Subject: Re: softdep-related panic two days in a row, 2.0_BETA/i386
To: None <current-users@NetBSD.org>
From: Jeff Rizzo <riz@redcrowgroup.com>
List: current-users
Date: 07/16/2004 11:28:47
Last night I was bored and decided to see if I could trigger this
panic again and get a crash dump this time.  I'm happy to report
success!

The crash dump is quite large - this is a machine with 2G of physical
RAM, but it's available, with debugging kernel, if anyone wants to
look at it:

http://lychee.tastylime.net/netbsd/PR26274/

Please only download it if you're going to look at it!  :)

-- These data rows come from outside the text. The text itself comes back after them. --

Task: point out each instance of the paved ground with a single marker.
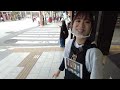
(19, 59)
(30, 63)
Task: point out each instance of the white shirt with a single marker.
(93, 58)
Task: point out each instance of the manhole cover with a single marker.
(10, 41)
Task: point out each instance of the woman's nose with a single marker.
(81, 25)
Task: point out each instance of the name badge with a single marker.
(74, 67)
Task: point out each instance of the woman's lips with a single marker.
(81, 30)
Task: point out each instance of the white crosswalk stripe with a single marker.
(39, 37)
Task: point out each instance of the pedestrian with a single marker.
(82, 59)
(63, 34)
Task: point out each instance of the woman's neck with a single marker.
(80, 40)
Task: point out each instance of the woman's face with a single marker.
(81, 26)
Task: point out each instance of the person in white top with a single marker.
(81, 59)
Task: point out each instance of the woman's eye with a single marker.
(77, 20)
(87, 21)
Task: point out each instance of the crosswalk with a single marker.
(38, 37)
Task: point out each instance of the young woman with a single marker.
(81, 59)
(63, 34)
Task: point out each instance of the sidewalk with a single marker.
(30, 62)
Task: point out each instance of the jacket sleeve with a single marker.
(62, 66)
(94, 63)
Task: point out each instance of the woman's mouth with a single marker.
(81, 30)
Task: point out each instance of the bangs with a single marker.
(84, 14)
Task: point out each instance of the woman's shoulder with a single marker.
(70, 42)
(94, 51)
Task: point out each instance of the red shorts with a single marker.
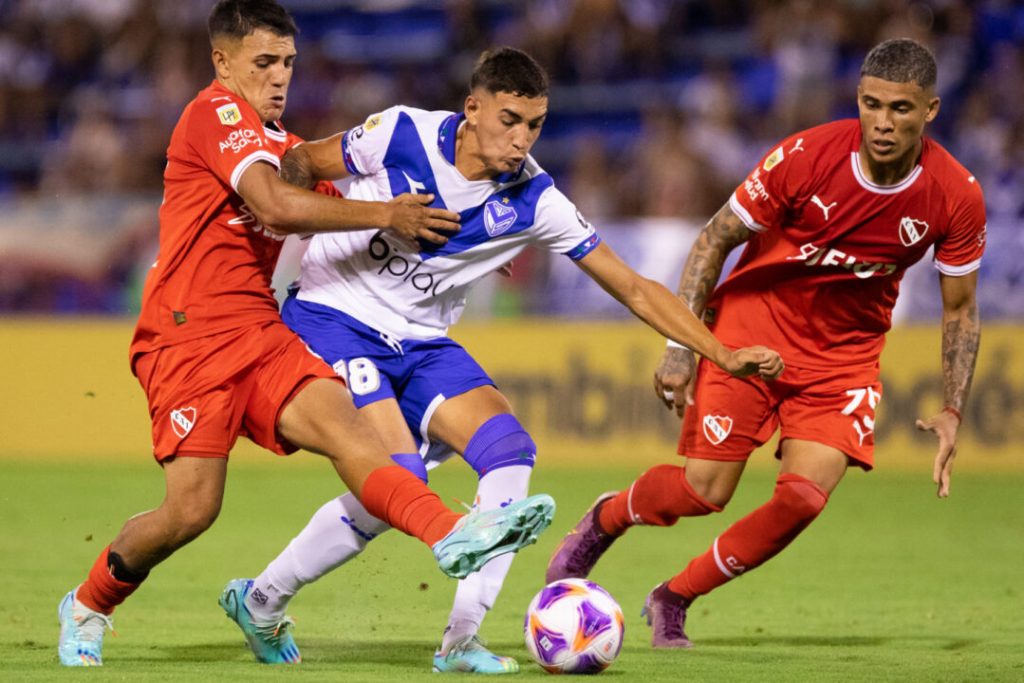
(732, 417)
(204, 393)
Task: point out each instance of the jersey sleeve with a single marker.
(561, 228)
(960, 251)
(767, 193)
(228, 137)
(364, 147)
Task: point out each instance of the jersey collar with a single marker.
(446, 135)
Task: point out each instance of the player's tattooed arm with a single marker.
(723, 232)
(675, 373)
(312, 161)
(961, 339)
(296, 168)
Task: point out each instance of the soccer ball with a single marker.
(573, 626)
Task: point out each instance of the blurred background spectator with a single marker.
(658, 109)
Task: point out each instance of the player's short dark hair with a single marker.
(901, 60)
(238, 18)
(509, 70)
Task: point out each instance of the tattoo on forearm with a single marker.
(961, 339)
(704, 265)
(296, 169)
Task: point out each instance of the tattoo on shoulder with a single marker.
(295, 170)
(723, 232)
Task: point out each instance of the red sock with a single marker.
(658, 498)
(755, 539)
(394, 495)
(101, 591)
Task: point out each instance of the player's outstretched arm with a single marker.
(961, 339)
(285, 208)
(312, 161)
(675, 373)
(655, 305)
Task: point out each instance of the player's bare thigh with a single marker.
(457, 419)
(824, 465)
(387, 420)
(323, 419)
(714, 480)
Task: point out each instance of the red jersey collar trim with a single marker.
(276, 133)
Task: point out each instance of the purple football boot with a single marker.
(583, 547)
(666, 612)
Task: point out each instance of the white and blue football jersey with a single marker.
(417, 295)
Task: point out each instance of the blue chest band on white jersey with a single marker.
(501, 441)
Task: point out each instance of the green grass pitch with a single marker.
(890, 584)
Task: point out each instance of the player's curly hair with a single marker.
(509, 70)
(238, 18)
(901, 60)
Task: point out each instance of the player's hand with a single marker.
(944, 425)
(412, 219)
(754, 359)
(674, 379)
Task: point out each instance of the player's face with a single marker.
(258, 68)
(892, 119)
(505, 127)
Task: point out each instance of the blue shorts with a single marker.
(419, 374)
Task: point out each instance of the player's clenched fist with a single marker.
(412, 219)
(754, 359)
(674, 379)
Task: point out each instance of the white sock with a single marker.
(336, 534)
(477, 592)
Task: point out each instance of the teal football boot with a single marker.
(472, 656)
(479, 537)
(81, 633)
(271, 643)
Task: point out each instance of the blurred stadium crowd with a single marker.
(658, 109)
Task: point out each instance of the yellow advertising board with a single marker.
(583, 389)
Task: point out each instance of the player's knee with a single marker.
(501, 441)
(662, 496)
(414, 463)
(712, 484)
(802, 499)
(192, 519)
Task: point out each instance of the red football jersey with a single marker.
(818, 280)
(216, 260)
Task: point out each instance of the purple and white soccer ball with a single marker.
(573, 626)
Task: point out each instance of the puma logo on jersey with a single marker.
(821, 205)
(415, 186)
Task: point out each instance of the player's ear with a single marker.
(472, 110)
(221, 58)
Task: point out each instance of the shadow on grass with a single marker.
(836, 641)
(414, 653)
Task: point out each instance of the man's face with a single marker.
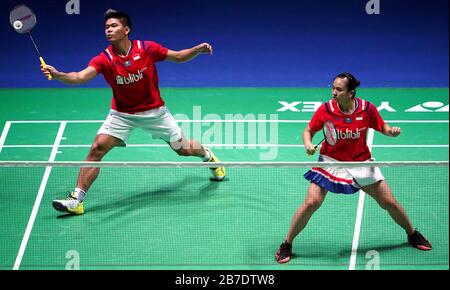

I'm poking around it with gdb right now, but since I've never touched
the softdep code, and am not even really that familiar with FFS, I'm
most likely not going to find the root cause, so help is
appreciated!

+j

On Tue, Jul 13, 2004 at 03:06:28PM -0700, Jeff Rizzo wrote:
> I have filed a PR:  kern/26274 .

[snip]

> On Tue, Jul 13, 2004 at 11:39:39PM +0200, Thomas Klausner wrote:
> > On Tue, Jul 13, 2004 at 10:08:21AM -0700, Jeff Rizzo wrote:
> > > After a number of months running smoothly (in relation to softdeps, anyway),
> > > I just got a softdep-related panic for the second day in a row with
> > > a similar workload on the machine (./build.sh for -current with -j4).

[snip]

> > The backtrace looks the same, once it started with:
> > panic: allocdirect_merge ob 0 != 407264 || lbn 1 >= 12 || osize 0 != nsize 16384
> > and once with
> > panic: allocdirect_merge ob 0 != 448416 || lbn 1 >= 12 || osize 0 != nsize 16384
> > 
> > The rest is identical.
> > 
> > At the time the machine was doing a ./build.sh without -j
> > and handling consistent network-to-disk traffic of ~100KB/s.

-- 
Jeff Rizzo                                         http://www.redcrowgroup.com/